In a four stroke otto cycle spark-ignition engine the four strokes are as follows:
(1) Suction Stroke :
During suction stroke, the piston is moved downward by the crankshaft which is revolved either by the momentum of the flywheel or by the power generated by the electric starting motors The inlet valve remains open and the exhaust valve is closed during this stroke.
The downward movement of the piston sucks air fuel mixture in the cylinder from the carburettor through the open inlet valve. Here the fuel is petrol mixed with air broken up into a mist and partially vaporized in the carburetor.
During compression stroke the piston moves upward, thus compressing the charge. Ignition and much of the compression also take place during this stroke. The heat produced by the compression makes more homogeneous mixture of air and petrol inside the cylinder.

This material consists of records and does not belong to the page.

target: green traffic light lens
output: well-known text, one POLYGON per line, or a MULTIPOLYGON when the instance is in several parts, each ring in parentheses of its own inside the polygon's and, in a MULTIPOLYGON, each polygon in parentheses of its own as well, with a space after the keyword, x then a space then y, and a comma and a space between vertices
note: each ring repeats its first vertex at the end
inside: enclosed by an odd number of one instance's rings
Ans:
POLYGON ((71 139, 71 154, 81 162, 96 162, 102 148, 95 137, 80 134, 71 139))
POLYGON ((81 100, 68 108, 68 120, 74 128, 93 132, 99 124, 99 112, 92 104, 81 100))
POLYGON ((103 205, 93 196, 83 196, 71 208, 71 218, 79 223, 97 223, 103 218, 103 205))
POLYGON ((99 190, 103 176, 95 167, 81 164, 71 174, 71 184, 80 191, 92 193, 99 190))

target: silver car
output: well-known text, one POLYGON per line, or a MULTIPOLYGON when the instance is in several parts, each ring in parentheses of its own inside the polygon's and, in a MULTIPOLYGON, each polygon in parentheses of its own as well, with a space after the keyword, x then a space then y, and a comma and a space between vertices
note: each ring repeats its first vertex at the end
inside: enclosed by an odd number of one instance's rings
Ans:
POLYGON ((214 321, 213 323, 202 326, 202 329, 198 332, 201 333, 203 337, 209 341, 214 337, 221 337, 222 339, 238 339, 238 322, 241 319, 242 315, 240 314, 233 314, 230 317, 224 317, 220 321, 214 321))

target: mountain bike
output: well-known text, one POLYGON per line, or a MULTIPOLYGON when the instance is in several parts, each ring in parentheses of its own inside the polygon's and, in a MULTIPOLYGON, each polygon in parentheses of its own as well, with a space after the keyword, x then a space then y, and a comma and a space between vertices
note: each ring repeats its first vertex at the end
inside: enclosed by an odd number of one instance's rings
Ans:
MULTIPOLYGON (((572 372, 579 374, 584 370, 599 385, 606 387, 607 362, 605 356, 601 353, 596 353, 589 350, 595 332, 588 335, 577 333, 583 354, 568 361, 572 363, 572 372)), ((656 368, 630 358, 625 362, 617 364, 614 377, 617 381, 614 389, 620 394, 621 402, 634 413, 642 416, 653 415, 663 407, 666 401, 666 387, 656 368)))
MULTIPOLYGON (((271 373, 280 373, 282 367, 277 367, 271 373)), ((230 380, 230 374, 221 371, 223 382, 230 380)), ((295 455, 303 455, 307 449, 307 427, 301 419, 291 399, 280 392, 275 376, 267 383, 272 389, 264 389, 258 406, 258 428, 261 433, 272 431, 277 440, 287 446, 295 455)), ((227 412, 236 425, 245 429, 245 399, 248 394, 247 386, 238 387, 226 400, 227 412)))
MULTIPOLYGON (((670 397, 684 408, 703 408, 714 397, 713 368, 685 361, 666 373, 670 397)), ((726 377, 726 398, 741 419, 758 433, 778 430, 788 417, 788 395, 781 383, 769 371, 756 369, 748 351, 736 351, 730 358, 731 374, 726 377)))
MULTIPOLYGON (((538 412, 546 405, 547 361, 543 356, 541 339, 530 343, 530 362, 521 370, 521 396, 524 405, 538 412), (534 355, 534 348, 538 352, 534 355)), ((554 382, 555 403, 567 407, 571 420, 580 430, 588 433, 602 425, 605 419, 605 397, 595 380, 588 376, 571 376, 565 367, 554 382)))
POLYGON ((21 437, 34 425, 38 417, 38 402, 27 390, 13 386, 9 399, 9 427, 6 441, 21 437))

The heat makes the petrol easier to burn while the compression forces it into closer combination with the air The mixture under compression is ignited by the spark produced by a spark plug and the combustion is about half completed when the piston is at top dead centre. Both the inlet and exhaust valves remain closed during the compression stroke.
The expansion of the gases due to the heat of combustion exerts a pressure on the cylinder and piston. Under this impulse, the piston moves downward thus doing useful work. Both the valves remain closed during this stroke.
During this stroke, the inlet valve remains closed and the exhaust valve opens The greater part of the burnt gases escapes because of their own expansion. The piston moves upward and pushes the remaining gases out.